ファーガソンとの対戦 刺激的
アーセナルとマンチェスター・ユナイテッド(マンU)は、現在のイングランド・プレミアリーグを代表する強豪だ。過去10シーズンでマンUが7度リーグ優勝すれば、アーセナルは昨季も含め、リーグとFA(イングランド協会)杯の2冠を2度達成。共に名将と呼ばれるアーセナルのアーセン・ベンゲル監督(53)(元名古屋監督)と、マンUのアレックス・ファーガソン監督(61)は、マスコミを通じて激しい舌戦を展開するなど、ライバル関係にあることで知られる。
◇
今月15日に行われたFA杯5回戦で、宿敵マンUに2―0の勝利を収めたべンゲル監督が、ファーガソン監督との対決の歴史を振り返る。
――1996年9月の就任以来、あなたの行く手には常にマンUが立ちはだかっている。この因縁の対決をどう思うか。刺激的? ストレス?

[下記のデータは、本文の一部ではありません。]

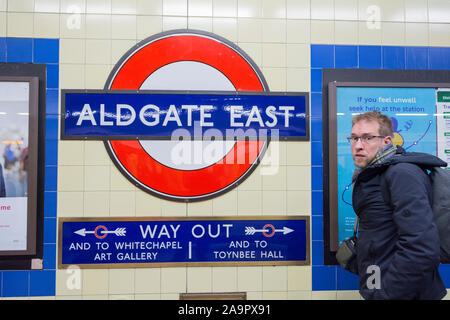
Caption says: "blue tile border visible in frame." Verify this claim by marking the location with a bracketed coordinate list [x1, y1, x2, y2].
[310, 44, 450, 291]
[0, 38, 59, 297]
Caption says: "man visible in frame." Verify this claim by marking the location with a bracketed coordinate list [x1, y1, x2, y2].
[0, 164, 6, 198]
[348, 111, 446, 299]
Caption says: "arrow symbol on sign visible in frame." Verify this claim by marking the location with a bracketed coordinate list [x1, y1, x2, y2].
[245, 227, 294, 236]
[74, 228, 127, 237]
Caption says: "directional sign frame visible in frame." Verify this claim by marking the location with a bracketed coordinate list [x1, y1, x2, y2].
[58, 216, 311, 269]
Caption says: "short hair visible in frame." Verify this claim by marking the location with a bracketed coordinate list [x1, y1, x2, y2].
[352, 111, 394, 137]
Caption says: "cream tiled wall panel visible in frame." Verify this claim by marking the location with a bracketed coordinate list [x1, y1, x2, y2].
[0, 0, 450, 299]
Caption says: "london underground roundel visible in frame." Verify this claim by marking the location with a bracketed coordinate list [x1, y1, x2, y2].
[105, 30, 269, 201]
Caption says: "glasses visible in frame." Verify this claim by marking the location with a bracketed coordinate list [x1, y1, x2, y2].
[347, 136, 386, 144]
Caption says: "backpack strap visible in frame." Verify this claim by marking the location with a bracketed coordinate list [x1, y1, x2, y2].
[380, 169, 393, 208]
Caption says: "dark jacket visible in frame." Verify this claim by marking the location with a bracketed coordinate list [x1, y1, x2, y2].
[352, 147, 446, 299]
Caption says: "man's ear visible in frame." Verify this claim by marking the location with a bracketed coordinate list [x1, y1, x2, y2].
[383, 136, 392, 145]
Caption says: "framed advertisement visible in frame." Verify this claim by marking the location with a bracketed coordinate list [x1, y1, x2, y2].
[323, 69, 450, 264]
[0, 76, 39, 256]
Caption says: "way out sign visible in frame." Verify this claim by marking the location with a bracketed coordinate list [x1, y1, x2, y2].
[59, 216, 310, 268]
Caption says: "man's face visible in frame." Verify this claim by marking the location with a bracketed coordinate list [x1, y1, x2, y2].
[351, 120, 392, 168]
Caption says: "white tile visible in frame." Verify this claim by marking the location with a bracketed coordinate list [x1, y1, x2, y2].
[34, 0, 59, 13]
[311, 20, 334, 44]
[262, 67, 286, 91]
[287, 266, 312, 291]
[6, 12, 34, 37]
[59, 39, 86, 64]
[311, 0, 334, 20]
[262, 19, 286, 43]
[111, 0, 135, 15]
[262, 43, 286, 68]
[82, 269, 109, 298]
[212, 189, 238, 216]
[84, 141, 112, 166]
[136, 16, 163, 40]
[188, 17, 213, 32]
[334, 0, 358, 20]
[134, 268, 161, 294]
[334, 21, 358, 45]
[110, 39, 136, 65]
[187, 201, 213, 217]
[286, 0, 311, 19]
[58, 140, 84, 165]
[136, 189, 162, 217]
[428, 23, 450, 47]
[57, 191, 84, 217]
[86, 14, 111, 39]
[59, 64, 86, 89]
[358, 21, 381, 45]
[34, 13, 59, 38]
[188, 0, 213, 17]
[83, 191, 110, 217]
[108, 269, 134, 295]
[262, 166, 286, 190]
[262, 266, 288, 292]
[162, 16, 187, 31]
[238, 191, 262, 216]
[86, 39, 111, 64]
[161, 268, 186, 294]
[262, 0, 286, 19]
[237, 267, 263, 292]
[84, 166, 110, 191]
[58, 166, 84, 191]
[405, 0, 428, 22]
[8, 0, 34, 12]
[286, 190, 311, 216]
[405, 23, 429, 46]
[213, 0, 237, 18]
[213, 17, 238, 42]
[212, 267, 237, 292]
[262, 190, 286, 216]
[0, 12, 7, 37]
[286, 20, 311, 43]
[238, 18, 262, 42]
[85, 64, 111, 89]
[286, 68, 311, 92]
[109, 166, 136, 191]
[239, 42, 262, 68]
[238, 0, 262, 18]
[286, 44, 311, 68]
[187, 267, 212, 293]
[59, 12, 86, 38]
[136, 0, 163, 15]
[162, 0, 187, 16]
[86, 0, 111, 14]
[111, 15, 136, 39]
[428, 0, 450, 23]
[109, 191, 136, 217]
[381, 22, 405, 46]
[286, 166, 311, 190]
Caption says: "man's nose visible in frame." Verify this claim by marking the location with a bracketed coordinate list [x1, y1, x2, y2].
[353, 138, 364, 149]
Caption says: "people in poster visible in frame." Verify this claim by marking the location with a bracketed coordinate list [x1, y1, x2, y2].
[0, 165, 6, 198]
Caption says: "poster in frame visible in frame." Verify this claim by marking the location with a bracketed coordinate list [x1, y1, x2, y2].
[0, 76, 39, 256]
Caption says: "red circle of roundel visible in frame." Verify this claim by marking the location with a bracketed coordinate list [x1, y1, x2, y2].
[105, 31, 267, 200]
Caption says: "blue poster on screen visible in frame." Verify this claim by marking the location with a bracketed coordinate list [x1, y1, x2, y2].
[59, 216, 309, 267]
[336, 87, 436, 242]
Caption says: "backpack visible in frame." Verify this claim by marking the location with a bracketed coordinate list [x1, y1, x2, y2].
[381, 167, 450, 263]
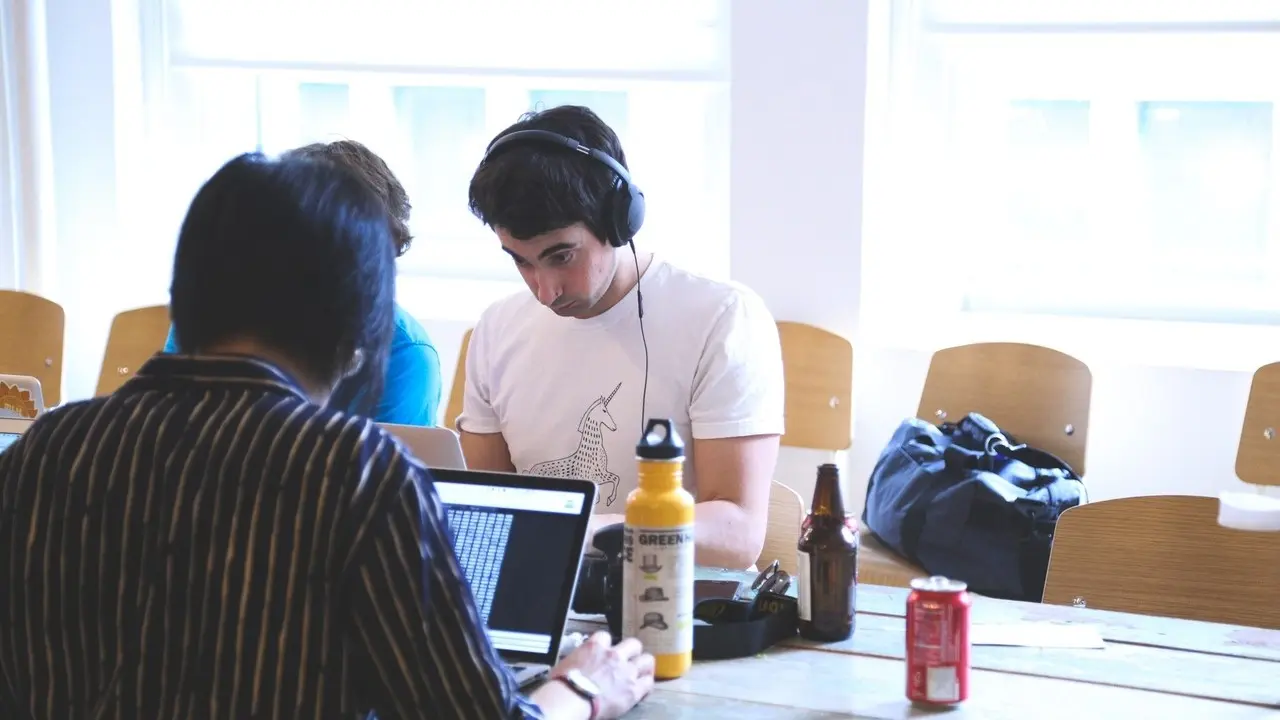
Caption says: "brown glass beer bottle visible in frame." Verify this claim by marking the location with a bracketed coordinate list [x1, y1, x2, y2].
[796, 464, 858, 642]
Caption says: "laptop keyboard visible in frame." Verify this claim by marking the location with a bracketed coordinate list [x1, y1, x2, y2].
[445, 507, 513, 623]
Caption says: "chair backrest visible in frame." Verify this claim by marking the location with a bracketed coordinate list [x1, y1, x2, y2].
[1044, 496, 1280, 629]
[778, 322, 854, 451]
[755, 480, 804, 575]
[97, 305, 169, 397]
[0, 290, 67, 407]
[916, 342, 1093, 475]
[1235, 363, 1280, 484]
[442, 328, 472, 429]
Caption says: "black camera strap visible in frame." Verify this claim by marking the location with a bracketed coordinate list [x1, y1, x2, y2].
[694, 592, 800, 660]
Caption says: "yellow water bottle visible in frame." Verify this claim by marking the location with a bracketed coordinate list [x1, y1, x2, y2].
[622, 419, 694, 680]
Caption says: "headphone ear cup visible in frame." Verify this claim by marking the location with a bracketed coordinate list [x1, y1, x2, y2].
[613, 181, 644, 245]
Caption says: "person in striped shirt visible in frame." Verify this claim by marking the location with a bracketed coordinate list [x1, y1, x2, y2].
[0, 148, 653, 720]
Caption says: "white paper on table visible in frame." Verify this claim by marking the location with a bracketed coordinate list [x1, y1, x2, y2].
[969, 623, 1106, 650]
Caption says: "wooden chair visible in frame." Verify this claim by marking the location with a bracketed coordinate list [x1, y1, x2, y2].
[858, 342, 1093, 587]
[755, 480, 805, 577]
[1235, 363, 1280, 486]
[1044, 496, 1280, 629]
[97, 305, 169, 397]
[778, 322, 854, 452]
[0, 290, 67, 407]
[756, 322, 854, 575]
[443, 328, 472, 430]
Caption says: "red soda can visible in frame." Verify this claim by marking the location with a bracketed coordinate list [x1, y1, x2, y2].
[906, 575, 973, 706]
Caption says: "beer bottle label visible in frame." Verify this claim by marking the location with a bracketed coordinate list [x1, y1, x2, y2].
[622, 525, 694, 655]
[796, 550, 813, 621]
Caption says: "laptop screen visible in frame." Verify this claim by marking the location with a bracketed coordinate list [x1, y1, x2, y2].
[431, 469, 594, 661]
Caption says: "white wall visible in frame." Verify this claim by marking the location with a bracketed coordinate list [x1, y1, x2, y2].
[35, 0, 1280, 506]
[426, 0, 1280, 509]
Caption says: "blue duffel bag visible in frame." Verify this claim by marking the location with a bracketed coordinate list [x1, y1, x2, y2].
[863, 413, 1088, 602]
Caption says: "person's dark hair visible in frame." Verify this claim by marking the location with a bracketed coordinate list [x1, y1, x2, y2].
[468, 105, 627, 242]
[283, 140, 413, 256]
[169, 154, 396, 404]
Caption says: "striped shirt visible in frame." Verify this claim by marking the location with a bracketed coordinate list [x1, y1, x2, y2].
[0, 356, 540, 720]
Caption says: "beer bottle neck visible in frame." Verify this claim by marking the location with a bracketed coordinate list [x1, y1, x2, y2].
[810, 473, 845, 520]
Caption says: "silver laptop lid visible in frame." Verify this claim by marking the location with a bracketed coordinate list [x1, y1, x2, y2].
[431, 469, 596, 665]
[378, 423, 467, 470]
[0, 418, 35, 452]
[0, 375, 45, 420]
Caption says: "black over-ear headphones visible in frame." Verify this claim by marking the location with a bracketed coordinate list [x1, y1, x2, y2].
[480, 129, 644, 247]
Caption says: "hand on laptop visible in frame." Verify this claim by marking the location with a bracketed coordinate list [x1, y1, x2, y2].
[549, 632, 653, 720]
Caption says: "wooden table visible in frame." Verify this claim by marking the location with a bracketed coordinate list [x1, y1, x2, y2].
[575, 569, 1280, 720]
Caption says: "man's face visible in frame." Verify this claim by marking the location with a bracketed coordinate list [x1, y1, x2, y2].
[498, 224, 617, 318]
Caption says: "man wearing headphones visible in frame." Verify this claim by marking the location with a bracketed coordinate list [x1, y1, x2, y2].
[457, 105, 783, 568]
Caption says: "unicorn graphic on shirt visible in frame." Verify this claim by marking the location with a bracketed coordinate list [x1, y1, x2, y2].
[526, 382, 622, 505]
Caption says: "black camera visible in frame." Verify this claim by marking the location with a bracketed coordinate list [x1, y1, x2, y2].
[573, 523, 622, 632]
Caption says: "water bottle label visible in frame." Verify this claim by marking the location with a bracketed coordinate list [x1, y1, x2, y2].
[622, 525, 694, 655]
[796, 550, 813, 621]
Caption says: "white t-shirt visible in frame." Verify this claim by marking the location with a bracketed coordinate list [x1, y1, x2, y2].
[457, 258, 783, 512]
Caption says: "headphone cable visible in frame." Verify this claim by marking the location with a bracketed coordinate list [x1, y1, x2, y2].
[627, 241, 653, 434]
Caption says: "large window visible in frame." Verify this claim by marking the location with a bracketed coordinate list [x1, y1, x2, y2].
[140, 0, 728, 311]
[867, 0, 1280, 323]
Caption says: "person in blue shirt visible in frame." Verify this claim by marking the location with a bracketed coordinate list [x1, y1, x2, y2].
[164, 140, 440, 425]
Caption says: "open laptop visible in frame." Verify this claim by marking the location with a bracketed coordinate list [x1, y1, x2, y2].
[378, 423, 467, 470]
[431, 469, 595, 687]
[0, 418, 35, 452]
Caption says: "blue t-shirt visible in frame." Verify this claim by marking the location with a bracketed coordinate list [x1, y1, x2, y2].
[164, 299, 440, 425]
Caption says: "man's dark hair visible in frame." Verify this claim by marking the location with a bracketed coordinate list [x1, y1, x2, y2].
[283, 140, 413, 256]
[470, 105, 627, 242]
[169, 154, 396, 404]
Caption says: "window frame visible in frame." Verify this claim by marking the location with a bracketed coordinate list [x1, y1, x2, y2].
[861, 0, 1280, 369]
[132, 0, 730, 308]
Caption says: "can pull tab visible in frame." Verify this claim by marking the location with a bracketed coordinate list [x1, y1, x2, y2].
[636, 418, 685, 460]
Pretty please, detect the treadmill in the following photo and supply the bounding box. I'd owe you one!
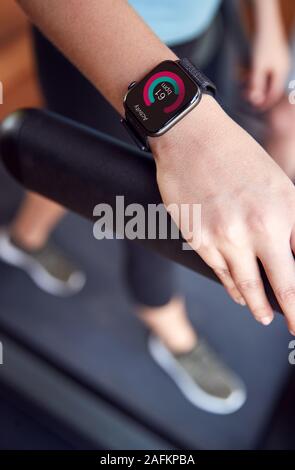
[0,109,291,450]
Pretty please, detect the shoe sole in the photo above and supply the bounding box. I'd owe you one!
[148,336,246,415]
[0,234,86,297]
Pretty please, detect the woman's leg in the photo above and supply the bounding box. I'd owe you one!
[10,192,65,251]
[266,96,295,182]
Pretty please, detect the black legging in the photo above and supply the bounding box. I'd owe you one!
[33,29,221,307]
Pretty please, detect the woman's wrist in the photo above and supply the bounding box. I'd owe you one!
[149,94,223,163]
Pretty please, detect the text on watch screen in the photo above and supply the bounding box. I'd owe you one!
[126,61,198,133]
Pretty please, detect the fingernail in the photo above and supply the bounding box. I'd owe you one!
[258,317,273,326]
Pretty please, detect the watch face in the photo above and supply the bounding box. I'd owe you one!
[125,60,200,135]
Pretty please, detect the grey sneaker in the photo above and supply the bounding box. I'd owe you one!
[0,231,86,296]
[148,335,246,414]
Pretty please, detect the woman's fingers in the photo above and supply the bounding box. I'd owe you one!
[198,248,246,306]
[225,249,274,325]
[259,240,295,335]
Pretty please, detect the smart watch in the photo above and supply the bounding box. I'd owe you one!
[121,58,216,151]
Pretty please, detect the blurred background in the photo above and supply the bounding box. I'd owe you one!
[0,0,295,449]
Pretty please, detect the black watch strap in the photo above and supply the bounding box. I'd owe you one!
[177,58,217,96]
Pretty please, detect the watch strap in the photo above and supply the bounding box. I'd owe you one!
[121,109,150,152]
[177,57,217,97]
[121,58,216,152]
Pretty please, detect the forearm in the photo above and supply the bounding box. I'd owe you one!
[252,0,284,38]
[18,0,175,114]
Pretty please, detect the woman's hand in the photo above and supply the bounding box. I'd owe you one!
[150,96,295,333]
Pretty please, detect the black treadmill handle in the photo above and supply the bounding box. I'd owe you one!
[0,109,281,313]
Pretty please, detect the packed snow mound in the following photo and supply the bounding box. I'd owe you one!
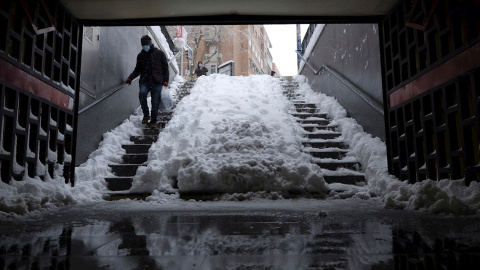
[295,76,480,215]
[130,74,327,194]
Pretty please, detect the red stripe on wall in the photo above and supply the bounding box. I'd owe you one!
[0,58,73,111]
[389,43,480,108]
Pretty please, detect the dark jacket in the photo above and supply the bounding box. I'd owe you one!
[128,46,169,84]
[195,67,208,77]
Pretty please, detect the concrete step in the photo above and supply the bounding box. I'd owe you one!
[108,164,140,177]
[122,153,148,164]
[122,144,152,154]
[303,149,348,159]
[105,177,133,191]
[105,192,152,201]
[302,141,348,149]
[323,175,365,185]
[305,132,342,140]
[290,99,306,106]
[293,101,317,109]
[296,107,318,113]
[142,128,160,136]
[297,119,330,126]
[302,125,337,132]
[130,135,158,144]
[292,113,327,119]
[313,161,360,171]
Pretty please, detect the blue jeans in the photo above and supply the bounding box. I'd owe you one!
[138,82,163,123]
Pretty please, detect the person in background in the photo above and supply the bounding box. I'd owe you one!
[195,61,208,77]
[125,35,169,128]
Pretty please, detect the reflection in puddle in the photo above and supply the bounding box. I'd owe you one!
[0,215,480,270]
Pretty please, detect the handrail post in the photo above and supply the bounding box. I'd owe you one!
[295,51,385,116]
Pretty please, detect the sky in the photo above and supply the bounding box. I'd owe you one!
[264,24,309,76]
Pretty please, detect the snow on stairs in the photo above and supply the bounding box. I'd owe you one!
[105,81,195,200]
[105,117,168,200]
[283,81,365,185]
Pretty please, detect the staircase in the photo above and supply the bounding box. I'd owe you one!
[283,80,365,185]
[105,80,195,200]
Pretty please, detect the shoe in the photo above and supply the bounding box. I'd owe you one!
[148,122,158,128]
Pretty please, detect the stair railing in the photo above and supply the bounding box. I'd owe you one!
[78,77,139,114]
[295,51,384,116]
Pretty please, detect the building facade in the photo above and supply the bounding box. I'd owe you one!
[167,25,274,76]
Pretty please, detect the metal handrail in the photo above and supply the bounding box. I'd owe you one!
[78,77,139,114]
[295,51,385,116]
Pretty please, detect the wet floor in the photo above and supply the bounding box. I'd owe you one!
[0,199,480,270]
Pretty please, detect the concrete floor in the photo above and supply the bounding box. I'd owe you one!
[0,199,480,270]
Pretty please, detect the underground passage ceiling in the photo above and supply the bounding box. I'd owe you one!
[59,0,398,21]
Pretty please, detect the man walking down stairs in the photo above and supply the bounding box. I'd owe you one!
[105,81,195,200]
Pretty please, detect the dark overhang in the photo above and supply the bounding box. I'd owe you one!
[59,0,398,25]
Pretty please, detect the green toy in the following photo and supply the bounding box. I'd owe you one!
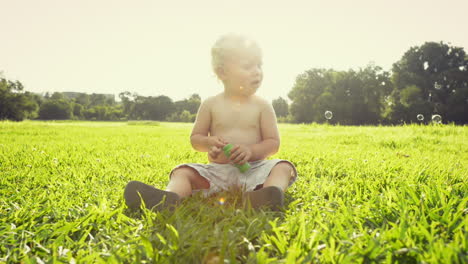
[223,144,251,173]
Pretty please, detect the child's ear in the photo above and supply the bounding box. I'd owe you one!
[215,66,226,81]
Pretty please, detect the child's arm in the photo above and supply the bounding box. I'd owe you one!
[190,98,226,152]
[249,101,280,161]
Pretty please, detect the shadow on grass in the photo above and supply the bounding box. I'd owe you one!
[120,191,293,263]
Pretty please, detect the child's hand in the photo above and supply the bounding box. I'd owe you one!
[208,136,227,159]
[208,136,227,150]
[229,145,252,164]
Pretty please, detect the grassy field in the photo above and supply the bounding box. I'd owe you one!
[0,121,468,263]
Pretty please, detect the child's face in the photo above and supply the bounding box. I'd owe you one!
[221,50,263,96]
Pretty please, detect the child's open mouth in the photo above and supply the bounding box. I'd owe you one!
[252,80,260,86]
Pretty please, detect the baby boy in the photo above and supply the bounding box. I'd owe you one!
[124,34,297,210]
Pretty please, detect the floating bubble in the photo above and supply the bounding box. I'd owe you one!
[423,61,429,70]
[432,115,442,124]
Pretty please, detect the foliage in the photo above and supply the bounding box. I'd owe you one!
[39,97,72,120]
[389,42,468,124]
[0,77,38,121]
[272,97,289,117]
[288,64,391,124]
[0,121,468,263]
[0,42,468,125]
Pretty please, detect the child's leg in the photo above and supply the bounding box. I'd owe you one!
[166,166,210,198]
[263,161,295,191]
[244,162,295,210]
[124,167,210,210]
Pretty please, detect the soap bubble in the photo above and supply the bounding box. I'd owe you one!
[423,61,429,70]
[432,115,442,124]
[218,197,226,205]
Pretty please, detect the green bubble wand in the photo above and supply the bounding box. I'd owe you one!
[223,144,252,173]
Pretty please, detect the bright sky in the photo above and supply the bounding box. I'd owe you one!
[0,0,468,100]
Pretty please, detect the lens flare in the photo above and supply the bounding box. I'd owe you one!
[218,197,225,205]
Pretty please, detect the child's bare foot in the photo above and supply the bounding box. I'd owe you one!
[244,186,284,211]
[124,181,180,211]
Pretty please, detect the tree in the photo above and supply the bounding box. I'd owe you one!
[0,77,38,121]
[387,42,468,123]
[288,64,391,125]
[39,99,72,120]
[272,97,289,117]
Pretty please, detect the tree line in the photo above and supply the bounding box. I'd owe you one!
[0,42,468,125]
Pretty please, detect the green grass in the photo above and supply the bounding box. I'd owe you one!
[0,122,468,263]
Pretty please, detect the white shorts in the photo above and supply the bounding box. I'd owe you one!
[169,159,297,196]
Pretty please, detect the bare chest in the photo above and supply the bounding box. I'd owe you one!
[211,104,260,131]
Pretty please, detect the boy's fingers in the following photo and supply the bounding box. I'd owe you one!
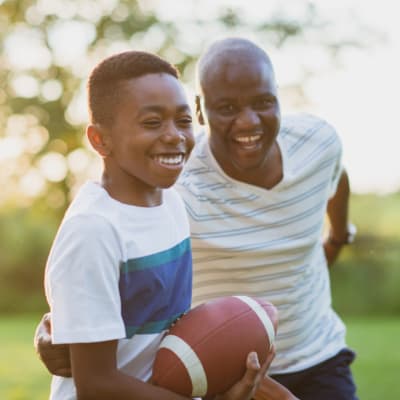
[243,351,260,388]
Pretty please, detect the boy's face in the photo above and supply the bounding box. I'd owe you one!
[106,73,194,195]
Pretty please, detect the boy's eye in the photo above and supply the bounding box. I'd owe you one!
[142,119,161,128]
[178,117,192,125]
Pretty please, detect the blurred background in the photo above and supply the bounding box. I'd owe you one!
[0,0,400,400]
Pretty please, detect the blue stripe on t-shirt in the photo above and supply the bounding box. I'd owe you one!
[119,238,192,338]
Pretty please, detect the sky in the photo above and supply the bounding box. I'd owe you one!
[0,0,400,194]
[146,0,400,194]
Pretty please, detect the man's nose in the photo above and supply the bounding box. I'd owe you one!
[235,107,260,129]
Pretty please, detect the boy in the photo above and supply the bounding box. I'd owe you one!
[45,51,267,400]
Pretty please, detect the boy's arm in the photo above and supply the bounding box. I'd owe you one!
[70,340,186,400]
[33,313,72,378]
[70,340,272,400]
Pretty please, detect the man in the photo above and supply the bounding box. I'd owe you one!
[36,38,356,400]
[178,38,356,400]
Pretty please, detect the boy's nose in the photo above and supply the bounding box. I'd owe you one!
[162,123,185,144]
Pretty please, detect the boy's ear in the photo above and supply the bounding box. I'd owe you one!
[86,124,111,157]
[195,95,205,125]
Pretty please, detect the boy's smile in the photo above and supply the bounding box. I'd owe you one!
[100,73,194,206]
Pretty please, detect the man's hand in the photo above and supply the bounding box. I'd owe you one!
[33,313,72,378]
[324,239,343,267]
[215,350,275,400]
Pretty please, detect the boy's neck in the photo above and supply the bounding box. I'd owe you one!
[101,173,163,207]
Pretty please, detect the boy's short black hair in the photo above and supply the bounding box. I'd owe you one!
[87,51,179,127]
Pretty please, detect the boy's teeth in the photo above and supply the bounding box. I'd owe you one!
[236,135,261,143]
[157,154,183,165]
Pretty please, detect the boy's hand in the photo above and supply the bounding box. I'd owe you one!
[215,350,278,400]
[33,313,72,378]
[253,375,299,400]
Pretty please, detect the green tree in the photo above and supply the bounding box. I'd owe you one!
[0,0,376,310]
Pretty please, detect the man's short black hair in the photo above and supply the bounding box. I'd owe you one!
[87,51,179,127]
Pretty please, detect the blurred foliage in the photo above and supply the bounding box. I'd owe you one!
[0,0,388,312]
[0,193,400,316]
[331,193,400,315]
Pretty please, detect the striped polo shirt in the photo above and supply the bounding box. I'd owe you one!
[178,114,345,373]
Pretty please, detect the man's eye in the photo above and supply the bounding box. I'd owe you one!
[143,119,161,128]
[218,104,236,114]
[253,98,275,109]
[178,117,192,125]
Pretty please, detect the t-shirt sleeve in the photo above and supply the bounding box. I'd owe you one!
[45,216,125,343]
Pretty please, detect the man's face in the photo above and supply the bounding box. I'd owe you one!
[202,55,280,178]
[107,74,194,193]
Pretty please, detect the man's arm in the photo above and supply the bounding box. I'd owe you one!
[324,170,350,266]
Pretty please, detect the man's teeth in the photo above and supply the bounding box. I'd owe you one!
[156,154,183,165]
[236,135,261,143]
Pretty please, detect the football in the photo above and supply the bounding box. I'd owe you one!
[151,296,278,397]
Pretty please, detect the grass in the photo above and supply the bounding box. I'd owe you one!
[346,317,400,400]
[0,315,400,400]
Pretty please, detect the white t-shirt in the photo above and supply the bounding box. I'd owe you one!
[45,182,192,400]
[177,114,345,373]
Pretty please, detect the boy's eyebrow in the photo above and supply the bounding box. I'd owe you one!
[139,104,191,115]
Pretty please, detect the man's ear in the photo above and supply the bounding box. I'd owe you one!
[86,124,111,157]
[195,95,205,125]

「刺激的だね。私が6年余り前にここに来たころは、マンUがイングランドのサッカー界に君臨していた。彼らは90年代初頭に画期的なレベルアップを果たしていた。我々にとっては96年時点で既にライバルだった。以来、マンUはリーグ優勝4回(96―97、98―99、99―2000、00―01)、我々は2回(97―98、01―02)優勝している」
「年によって、ついたり離れたりしながらも、競り合ってきた。こうしたライバル関係が何年も続くのは刺激になる。向こうが上にいるときは、こちらが奮起するし、こちらが勝っていれば向こうが巻き返す」
――アーセナルとマンUの対決は、まずベンゲルとファーガソンの対決だといえる。相反する性格とサッカーに関するコンセプト。でも目標は同じく勝つことにある……。この力関係について語ってほしい
「サラダの中に唐辛子が入っているようなもの。時がたつにつれて、互いに本当の意味で尊敬できるようになったと思う。最初は反発のようなものがあった。お互いにね。それ以降は、同じ相手といつも戦っていれば一種の敬意が生まれるもの。相手のやり方に寛容になる、というのか。相手の構築したものが実績を上げているわけだから。今ではお互いに敬意を持っているといえると思う」
――数年前に「イングランドの選手でスカウトするなら誰」という質問に「ベッカムとスコールズ(共にイングランド代表MF)」と答えている。今聞かれても同じ答えか
「概してマンUはまだ、90年代に登場した選手たちに支えられている。彼らの中で2人だけ選ぶとすれば、やはりベッカムとスコールズだろう。2人ともとても成熟しており、例外なく力を発揮できる選手だ。必ず役に立ってくれる」
――今年のチーム編成には満足しているか。マンUと比較してどうか
「優秀な選手が20人そろったバランスのいいチームだ。行けるところまで行く準備はできている(現在はプレミアリーグで2位マンUに勝ち点5差をつけて首位、FA杯は準々決勝進出、欧州チャンピオンズリーグでは2次リーグB組2位と、3冠も狙える位置にいる)。マンUの方は、今季は守備が良くない。ブラウンとファーディナンド(共にイングランド代表DF)が同時に負傷したから」
「ファーディナンドといえば、私ならセンターバック一人に3000万ポンド(約56億7000万円)も出さないだろう。第一、資金がない。でもうらやましいとは思わない。手持ちの資金に応じて成功を評価することが大切。アーセナルより小さいクラブなら、私が成功に足る資金を持っているとうらやむかもしれないが」
――マンUというブランドが、イングランド・サッカーのいわばトレードマークとして世界的に有名になっていることが彼らに大きな経済力をもたらしているが、うらやましくないか
「別に平気。彼らの商業的なスケールは今のところうちより上だが、アーセナルのブランドも知られてきている。それにピッチの上での成功と、認知度には時間的なずれがあるからね」
(取材/グザヴィエ・リヴォワール、翻訳/大沢 信子、監修/小谷 泰介)
(仏・レキップ=本紙特約)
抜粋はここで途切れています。